Schlangenbad d. 13/7 93. Villa Concordia.
Lieber Freund,
wie sehr erfreut war ich von Ihnen endlich ’mal wieder zu hören, und nun gar die freudige Aussicht zu erfahren, die ich haben soll, Sie in Interlaken zu sehen. Ach ja, lieber Herzogenberg, machen Sie uns die Freude Ihres Besuches! wir gedenken vom 7ten Aug. an wieder in Interlaken Hôtel Ober zu sein, und dort zu bleiben bis in den Septbr. hinein. An die Fillu habe ich durch Eugenie Ihre Einladung sofort ergehen lassen, sie kam noch früh genug um sie zu treffen. Ueber mich sind Sie, leider, nicht nicht [sic] ganz richtig berichtet worden; mein Leiden im Kopf hat nur ab und zu ’mal ein paar Stunden ausgesetzt, aber das kommt in vielenWochen kaum ein paar mal vor. Es ist aber merkwürdig, wie der Mensch sich an das Schrecklichste gewöhnen kann, wenngleich mir doch oft verzweiflungsvolle Momente kommen. – Ich bin hier zu einer kleinen Badecur und Waldluftgenuß. Es ist reizend hier, aber, die Hitze nimmt Einen mit, und man fühlt sich matt.

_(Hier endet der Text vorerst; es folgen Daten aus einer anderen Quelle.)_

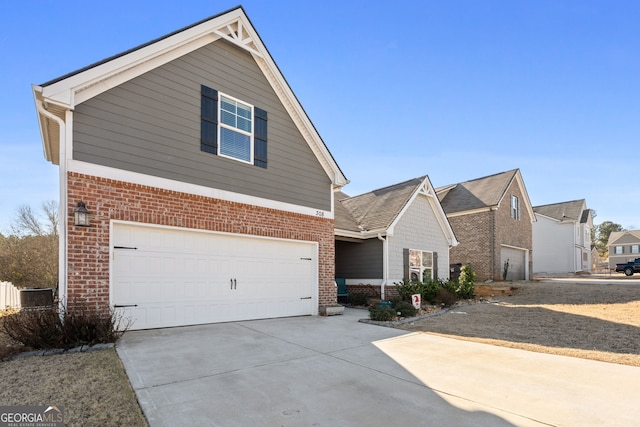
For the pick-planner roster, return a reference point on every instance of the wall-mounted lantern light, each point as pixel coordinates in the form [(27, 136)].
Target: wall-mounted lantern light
[(81, 215)]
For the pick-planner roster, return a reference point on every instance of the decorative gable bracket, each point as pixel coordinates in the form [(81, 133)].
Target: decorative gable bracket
[(234, 32)]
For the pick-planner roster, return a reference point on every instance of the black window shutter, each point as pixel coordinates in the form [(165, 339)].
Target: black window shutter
[(260, 137), (405, 264), (209, 120), (435, 266)]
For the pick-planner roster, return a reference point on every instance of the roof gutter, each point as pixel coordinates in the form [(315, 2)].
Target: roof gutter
[(385, 264), (62, 206)]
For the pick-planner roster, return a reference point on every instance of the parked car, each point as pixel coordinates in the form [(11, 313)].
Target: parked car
[(629, 268)]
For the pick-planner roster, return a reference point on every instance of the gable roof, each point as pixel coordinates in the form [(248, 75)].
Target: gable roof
[(55, 97), (615, 236), (574, 211), (367, 215), (481, 193)]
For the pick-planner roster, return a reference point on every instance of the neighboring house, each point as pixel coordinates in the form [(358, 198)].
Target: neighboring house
[(209, 190), (393, 233), (491, 217), (562, 238), (624, 246)]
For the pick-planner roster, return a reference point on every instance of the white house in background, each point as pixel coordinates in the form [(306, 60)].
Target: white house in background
[(562, 238), (390, 234)]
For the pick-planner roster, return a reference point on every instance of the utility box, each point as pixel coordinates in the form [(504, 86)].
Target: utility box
[(36, 297)]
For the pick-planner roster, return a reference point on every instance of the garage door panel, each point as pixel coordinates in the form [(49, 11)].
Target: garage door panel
[(516, 259), (177, 277)]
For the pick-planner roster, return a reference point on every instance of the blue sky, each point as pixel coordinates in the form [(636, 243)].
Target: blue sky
[(453, 89)]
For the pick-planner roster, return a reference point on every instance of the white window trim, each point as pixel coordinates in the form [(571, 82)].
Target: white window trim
[(515, 210), (222, 125), (420, 270)]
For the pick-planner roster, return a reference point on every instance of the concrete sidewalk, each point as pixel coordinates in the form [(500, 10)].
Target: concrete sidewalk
[(334, 371)]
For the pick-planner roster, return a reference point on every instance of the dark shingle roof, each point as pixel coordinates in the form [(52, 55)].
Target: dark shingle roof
[(475, 194), (564, 211), (374, 210)]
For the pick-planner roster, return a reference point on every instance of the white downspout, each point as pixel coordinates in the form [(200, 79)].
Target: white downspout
[(385, 264), (62, 207)]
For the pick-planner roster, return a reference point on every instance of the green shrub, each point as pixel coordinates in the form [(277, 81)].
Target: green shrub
[(382, 313), (358, 299), (430, 290), (465, 282), (46, 328), (405, 309), (406, 289)]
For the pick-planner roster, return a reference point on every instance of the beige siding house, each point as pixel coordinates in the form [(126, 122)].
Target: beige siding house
[(209, 190), (491, 217), (624, 246)]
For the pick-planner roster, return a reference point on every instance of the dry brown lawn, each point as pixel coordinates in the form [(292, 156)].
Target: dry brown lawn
[(590, 321), (92, 387)]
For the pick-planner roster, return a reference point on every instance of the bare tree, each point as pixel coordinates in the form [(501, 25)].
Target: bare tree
[(29, 255), (28, 223)]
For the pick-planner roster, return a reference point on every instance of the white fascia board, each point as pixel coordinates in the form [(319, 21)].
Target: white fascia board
[(300, 118), (539, 215), (183, 187), (426, 189)]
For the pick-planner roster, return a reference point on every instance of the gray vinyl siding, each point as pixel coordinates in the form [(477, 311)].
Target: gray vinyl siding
[(359, 260), (151, 125), (417, 229)]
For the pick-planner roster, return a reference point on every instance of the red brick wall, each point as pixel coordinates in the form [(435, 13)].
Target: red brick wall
[(473, 231), (106, 199)]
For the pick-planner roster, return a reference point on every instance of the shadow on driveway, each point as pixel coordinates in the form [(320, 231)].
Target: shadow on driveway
[(305, 371)]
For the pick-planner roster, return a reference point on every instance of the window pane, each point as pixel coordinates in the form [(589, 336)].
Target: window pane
[(235, 144), (414, 258), (228, 105), (228, 118), (427, 259), (244, 111)]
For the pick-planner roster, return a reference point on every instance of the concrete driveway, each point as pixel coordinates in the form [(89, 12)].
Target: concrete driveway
[(334, 371)]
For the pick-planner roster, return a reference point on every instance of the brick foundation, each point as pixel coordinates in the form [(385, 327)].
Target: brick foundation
[(107, 199)]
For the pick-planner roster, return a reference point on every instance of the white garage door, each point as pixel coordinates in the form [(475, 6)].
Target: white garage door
[(171, 277), (517, 260)]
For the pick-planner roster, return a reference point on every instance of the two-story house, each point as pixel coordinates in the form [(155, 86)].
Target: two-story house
[(491, 218), (562, 238), (209, 190), (624, 246)]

Lieber Freund, ich würde gern manches mit Ihnen plaudern, aber, mündlich ist das ja viel besser! Daß Sie das Grab der Theueren besucht, hat mich schmerzlich bewegt. Ich kann es immer noch nicht glauben, daß ich sie nie wieder sehen soll, und bewundere Sie stets von Neuem, wie Sie es tragen, sich selbst den Schmerz verklären durch die Kunst.
Also, auf Wiedersehen bald in Interlaken! lassen Sie es mich aber ja vorher wissen, ehe Sie kommen, damit wir nicht etwa gerade ausgeflogen sind. Ich schreibe im Freien mit etlichen Hindernissen, Wind, schlechte Tinte ect. entschuldigen Sie.
An Frl. Hauptm. herzlichen Gruß.
Innig ergeb
Ihre
Clara Schumann
Adr. v. 1–7 Aug Basel 25 Gellertstr. bis 1ten Aug. hier.